De même, la dommages-ouvrage ne se substituera pas à votre assurance multirisque habitation. Elle n’interviendra pas en cas d’incendie ou suite à un dégât des eaux lié au débordement de votre baignoire ou à une fuite de la machine à laver située dans l’appartement voisin ! Le défaut d’achèvement des travaux par votre entrepreneur ou votre artisan n’est pas, non plus, couvert par la DO.

À partir de quelle date la garantie commence-t-elle à courir ?

La garantie dommages-ouvrage ne commence à courir qu’à partir du délai de parfait achèvement, soit un an après la réception des travaux (voir la question 16). Elle expire en même temps que la garantie décennale.

Que faire après avoir constaté un sinistre ?
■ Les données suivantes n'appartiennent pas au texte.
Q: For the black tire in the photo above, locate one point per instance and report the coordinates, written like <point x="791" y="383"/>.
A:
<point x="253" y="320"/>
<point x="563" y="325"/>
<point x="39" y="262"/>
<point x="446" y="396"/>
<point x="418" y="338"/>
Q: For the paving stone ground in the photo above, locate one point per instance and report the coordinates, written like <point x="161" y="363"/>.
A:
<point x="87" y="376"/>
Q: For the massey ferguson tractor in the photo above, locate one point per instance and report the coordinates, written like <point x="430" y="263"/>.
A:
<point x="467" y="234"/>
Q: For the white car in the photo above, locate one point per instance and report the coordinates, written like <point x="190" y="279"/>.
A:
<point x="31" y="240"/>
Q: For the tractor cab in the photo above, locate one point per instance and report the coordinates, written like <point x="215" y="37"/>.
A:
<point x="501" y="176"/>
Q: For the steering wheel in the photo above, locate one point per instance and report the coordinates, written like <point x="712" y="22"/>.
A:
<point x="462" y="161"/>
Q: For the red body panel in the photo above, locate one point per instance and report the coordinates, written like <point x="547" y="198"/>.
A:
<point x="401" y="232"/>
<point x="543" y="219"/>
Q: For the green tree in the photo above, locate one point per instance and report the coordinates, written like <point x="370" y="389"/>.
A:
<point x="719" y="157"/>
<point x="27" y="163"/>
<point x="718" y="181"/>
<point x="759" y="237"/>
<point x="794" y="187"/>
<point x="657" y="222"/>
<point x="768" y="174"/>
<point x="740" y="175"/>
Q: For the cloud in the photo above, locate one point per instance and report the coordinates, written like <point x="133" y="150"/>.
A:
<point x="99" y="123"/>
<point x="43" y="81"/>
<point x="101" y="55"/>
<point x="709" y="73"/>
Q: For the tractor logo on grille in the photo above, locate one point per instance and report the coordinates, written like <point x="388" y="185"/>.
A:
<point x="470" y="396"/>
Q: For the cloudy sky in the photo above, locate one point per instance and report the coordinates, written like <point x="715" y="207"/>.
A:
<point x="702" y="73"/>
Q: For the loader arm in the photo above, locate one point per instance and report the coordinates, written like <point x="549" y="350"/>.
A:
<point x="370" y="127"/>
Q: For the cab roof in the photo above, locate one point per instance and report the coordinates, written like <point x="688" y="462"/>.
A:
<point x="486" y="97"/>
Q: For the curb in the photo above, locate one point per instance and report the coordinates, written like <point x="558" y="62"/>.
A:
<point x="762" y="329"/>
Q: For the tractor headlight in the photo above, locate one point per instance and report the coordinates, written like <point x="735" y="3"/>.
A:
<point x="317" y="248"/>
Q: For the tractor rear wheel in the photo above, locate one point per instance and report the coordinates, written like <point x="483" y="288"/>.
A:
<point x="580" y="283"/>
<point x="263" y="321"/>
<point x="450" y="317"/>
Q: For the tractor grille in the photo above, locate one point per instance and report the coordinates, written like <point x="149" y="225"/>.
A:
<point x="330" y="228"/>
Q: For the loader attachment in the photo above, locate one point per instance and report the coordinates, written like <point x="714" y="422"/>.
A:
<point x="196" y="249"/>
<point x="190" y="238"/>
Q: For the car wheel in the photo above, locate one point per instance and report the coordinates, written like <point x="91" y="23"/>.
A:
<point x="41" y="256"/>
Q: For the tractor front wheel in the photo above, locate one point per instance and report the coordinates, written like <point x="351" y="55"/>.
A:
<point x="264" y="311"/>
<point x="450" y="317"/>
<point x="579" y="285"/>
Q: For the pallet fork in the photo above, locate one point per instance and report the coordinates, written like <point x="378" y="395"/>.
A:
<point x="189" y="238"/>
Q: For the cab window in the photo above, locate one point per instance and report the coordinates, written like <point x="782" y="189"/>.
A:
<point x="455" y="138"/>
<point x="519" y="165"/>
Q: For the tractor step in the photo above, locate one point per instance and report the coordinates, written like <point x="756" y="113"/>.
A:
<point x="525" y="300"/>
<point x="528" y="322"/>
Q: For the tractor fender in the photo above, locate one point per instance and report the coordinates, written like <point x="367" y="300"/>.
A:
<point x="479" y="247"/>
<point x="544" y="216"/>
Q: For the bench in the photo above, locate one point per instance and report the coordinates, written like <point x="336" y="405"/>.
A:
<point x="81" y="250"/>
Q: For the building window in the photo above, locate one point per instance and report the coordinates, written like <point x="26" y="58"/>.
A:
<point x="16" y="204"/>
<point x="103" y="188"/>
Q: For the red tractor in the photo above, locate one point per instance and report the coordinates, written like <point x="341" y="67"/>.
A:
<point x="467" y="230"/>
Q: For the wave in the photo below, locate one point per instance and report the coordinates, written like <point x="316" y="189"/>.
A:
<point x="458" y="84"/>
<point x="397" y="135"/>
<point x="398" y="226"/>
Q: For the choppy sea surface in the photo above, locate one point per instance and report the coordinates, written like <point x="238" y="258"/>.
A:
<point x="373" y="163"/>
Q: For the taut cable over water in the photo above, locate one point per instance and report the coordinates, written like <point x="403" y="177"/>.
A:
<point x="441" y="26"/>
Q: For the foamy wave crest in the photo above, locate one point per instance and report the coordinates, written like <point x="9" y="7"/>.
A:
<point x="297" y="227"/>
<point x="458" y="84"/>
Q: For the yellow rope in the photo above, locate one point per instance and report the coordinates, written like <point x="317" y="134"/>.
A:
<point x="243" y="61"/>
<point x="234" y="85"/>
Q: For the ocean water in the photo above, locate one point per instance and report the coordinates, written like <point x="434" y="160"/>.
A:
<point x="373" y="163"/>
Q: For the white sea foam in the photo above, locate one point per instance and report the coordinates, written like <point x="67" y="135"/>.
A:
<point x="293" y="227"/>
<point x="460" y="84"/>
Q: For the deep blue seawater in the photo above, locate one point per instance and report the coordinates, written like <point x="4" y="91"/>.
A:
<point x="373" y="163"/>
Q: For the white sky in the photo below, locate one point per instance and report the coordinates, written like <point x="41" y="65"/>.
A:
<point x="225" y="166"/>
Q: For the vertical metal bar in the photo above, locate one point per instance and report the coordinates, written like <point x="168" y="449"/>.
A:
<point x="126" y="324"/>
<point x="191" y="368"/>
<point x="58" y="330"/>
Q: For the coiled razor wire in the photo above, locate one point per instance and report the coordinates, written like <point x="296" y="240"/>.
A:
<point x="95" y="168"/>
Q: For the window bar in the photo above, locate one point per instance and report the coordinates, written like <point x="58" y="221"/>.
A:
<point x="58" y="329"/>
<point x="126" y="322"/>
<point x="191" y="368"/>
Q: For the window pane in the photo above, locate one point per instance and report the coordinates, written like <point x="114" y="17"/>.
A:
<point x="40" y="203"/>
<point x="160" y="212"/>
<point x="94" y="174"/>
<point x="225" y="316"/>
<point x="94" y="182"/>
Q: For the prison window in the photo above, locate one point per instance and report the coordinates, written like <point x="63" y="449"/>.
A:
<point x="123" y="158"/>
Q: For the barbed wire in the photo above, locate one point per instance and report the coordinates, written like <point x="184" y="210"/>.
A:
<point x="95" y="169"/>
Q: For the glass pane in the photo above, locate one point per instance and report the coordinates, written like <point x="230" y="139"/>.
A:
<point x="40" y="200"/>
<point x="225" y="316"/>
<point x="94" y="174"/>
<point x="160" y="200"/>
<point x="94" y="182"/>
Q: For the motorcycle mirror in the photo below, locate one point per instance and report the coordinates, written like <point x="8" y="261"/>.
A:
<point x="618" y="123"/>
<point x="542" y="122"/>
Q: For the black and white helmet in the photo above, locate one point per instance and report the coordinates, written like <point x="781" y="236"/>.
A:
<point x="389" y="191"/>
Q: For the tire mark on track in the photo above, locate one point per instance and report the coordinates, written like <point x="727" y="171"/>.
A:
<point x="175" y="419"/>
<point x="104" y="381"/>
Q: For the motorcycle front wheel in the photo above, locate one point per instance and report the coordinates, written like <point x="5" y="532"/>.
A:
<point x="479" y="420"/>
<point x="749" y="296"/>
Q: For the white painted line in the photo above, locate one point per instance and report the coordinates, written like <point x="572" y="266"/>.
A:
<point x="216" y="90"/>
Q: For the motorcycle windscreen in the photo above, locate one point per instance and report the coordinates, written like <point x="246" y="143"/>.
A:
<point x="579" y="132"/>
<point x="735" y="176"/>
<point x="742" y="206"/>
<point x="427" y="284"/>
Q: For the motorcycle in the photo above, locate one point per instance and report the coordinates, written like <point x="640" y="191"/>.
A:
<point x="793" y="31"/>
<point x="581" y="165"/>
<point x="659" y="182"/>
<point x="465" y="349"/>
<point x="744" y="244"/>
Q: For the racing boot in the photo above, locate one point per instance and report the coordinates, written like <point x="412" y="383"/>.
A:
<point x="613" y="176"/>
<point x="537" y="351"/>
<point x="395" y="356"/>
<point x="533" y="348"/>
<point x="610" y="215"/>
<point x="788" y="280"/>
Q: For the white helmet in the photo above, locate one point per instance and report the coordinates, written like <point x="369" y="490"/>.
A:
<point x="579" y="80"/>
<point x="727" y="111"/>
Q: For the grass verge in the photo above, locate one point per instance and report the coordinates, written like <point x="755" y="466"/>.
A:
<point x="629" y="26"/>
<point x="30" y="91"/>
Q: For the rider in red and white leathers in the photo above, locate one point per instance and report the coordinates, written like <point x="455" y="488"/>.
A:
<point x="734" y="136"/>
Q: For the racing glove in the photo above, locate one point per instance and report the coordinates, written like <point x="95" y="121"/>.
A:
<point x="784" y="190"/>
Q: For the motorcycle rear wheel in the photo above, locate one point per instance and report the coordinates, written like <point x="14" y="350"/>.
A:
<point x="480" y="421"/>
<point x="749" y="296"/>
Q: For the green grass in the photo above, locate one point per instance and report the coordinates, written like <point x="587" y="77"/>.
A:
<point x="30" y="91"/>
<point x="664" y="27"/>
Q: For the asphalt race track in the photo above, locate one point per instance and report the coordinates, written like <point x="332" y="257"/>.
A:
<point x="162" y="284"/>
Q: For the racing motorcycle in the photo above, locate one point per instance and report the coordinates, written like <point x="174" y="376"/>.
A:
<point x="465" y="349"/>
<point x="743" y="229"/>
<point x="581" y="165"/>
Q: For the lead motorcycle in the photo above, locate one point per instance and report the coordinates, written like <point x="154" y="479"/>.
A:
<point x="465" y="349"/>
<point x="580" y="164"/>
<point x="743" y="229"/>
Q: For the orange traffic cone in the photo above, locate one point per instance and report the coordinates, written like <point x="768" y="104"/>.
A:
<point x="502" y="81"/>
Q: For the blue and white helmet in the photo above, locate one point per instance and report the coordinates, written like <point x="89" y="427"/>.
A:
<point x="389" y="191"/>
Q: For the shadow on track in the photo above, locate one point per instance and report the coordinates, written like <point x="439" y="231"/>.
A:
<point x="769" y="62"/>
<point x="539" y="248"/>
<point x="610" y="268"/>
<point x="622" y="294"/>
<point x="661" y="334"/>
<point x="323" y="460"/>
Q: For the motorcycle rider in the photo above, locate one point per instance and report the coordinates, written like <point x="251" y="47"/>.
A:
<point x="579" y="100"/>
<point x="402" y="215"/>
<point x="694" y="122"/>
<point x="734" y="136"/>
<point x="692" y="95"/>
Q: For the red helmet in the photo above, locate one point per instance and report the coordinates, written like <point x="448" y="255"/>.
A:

Si vous avez constaté une malfaçon importante, susceptible d’être couverte par la DO, vous avez 5 jours ouvrés – parfois davantage si votre contrat le prévoit – pour déclarer le sinistre à l’assureur. Vous devez, pour cela, envoyer une lettre recommandée avec accusé de réception (art. L. 113-2-4 du code des assurances). Il est inutile d’adresser une copie de cette déclaration au professionnel ayant travaillé chez vous ou à son assureur.

Que dois contenir la déclaration de sinistre ?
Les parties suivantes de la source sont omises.